The Institute for Molecular and Nanoscale Innovation (IMNI)
http://www.brown.edu/Departments/IMNI
The close ties between SRP and IMNI arise, in part, from the ongoing research collaboration between Dr. Robert Hurt, Leader of Project 6, and Dr. Agnes Kane, Leader of Project 2. Newly established, IMNI is being organized as the cross-disciplinary umbrella to coordinate nanoscale activities at Brown, expanding on a strong tradition of basic physical sciences and materials science. As research and development has moved to the nanometer (one billionth of a meter) length scale, nanotechnology incorporates biology, chemistry, physics and engineering into an interdisciplinary research and development venture. Together with anticipated future faculty hires, and an emerging partnership with Oak Ridge National Laboratory in Tennessee, Brown is expected to become one of the most exciting centers for materials and nanoscale research in the nation. A new joint seminar series has already been established, and new graduate courses and an expanded graduate program in this area will follow, providing the catalyst for the regular intellectual exchange that bring parties together and attracts new members into this area of research. Cross-fertilization between the SRP and IMNI is expected to continue as these activities grow and mature.

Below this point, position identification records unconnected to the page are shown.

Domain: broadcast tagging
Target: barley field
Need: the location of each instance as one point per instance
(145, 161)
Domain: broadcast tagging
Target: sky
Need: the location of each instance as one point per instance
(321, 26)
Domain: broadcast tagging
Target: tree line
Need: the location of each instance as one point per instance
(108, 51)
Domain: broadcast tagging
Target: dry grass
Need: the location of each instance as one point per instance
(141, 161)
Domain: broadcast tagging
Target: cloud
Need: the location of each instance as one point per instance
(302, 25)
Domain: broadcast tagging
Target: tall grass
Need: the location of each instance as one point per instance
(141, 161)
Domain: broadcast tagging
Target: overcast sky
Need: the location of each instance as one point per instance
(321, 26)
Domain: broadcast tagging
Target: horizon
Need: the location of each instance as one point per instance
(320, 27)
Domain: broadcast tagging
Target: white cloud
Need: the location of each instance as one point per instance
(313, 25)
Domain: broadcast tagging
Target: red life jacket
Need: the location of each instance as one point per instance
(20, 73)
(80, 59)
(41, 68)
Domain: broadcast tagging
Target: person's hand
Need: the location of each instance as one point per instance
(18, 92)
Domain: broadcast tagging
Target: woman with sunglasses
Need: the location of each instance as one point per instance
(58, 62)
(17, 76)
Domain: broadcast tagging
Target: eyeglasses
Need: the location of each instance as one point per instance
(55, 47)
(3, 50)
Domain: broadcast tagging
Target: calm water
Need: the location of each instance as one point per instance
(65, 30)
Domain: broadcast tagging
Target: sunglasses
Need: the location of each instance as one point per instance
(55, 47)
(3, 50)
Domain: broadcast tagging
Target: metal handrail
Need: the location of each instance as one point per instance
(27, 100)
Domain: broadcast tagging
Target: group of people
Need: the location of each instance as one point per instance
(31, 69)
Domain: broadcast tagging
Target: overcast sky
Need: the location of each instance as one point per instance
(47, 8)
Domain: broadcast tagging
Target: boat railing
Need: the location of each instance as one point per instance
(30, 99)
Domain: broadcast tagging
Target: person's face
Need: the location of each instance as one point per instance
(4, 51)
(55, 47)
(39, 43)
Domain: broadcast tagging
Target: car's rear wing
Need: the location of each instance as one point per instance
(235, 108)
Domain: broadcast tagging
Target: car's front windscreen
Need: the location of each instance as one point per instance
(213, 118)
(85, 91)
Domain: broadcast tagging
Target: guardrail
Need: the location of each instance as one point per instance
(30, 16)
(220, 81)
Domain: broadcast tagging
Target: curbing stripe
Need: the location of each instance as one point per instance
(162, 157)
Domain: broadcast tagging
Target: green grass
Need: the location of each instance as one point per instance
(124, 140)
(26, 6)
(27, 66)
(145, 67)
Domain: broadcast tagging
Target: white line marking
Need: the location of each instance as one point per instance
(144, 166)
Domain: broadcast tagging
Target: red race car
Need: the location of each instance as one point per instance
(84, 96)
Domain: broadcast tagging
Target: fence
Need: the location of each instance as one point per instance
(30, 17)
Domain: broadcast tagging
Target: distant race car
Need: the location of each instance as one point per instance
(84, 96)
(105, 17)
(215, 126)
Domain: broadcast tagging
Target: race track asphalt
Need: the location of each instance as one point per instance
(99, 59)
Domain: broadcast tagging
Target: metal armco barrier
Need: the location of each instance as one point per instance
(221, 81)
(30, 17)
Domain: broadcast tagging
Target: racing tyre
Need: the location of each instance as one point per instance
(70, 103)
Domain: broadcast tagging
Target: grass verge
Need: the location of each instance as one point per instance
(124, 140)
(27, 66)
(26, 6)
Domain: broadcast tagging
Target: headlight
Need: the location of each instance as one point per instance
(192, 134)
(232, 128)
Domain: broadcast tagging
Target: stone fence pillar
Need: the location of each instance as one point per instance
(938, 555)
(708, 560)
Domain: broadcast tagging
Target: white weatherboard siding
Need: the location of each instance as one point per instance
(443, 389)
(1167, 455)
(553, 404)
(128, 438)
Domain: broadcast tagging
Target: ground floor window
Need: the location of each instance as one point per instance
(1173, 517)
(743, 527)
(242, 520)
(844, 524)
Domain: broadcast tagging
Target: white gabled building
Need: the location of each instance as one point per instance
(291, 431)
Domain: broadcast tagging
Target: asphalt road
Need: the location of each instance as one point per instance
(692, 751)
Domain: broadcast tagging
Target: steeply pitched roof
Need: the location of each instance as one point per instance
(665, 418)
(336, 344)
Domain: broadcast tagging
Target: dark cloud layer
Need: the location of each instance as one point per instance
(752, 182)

Women and Infants Hospital
http://www.womenandinfants.org
As a participant in the National Children’s Study, our SRP will partner with Women & Infants Hospital of Rhode Island and others to enroll 1,000 Providence County children in the study and follow them from before birth until age 21 to examine the effects of environmental influences on their health and well-being.
State of Rhode Island:
Department of Environmental Management
http://www.dem.ri.gov
Department of Health
http://www.health.state.ri.us/
Our Research Translation Core Core B, has fostered and strengthened our partnerships with RIDEM and RIDOH. Through these partnerships, we have collaborated with individuals and organizations throughout the greater Northeast, and have become informed about emerging and existing environmental challenges in Rhode Island and beyond. Training workshops with broad participation by professionals and regulators have been designed to provide information about how to successfully manage these environmental challenges.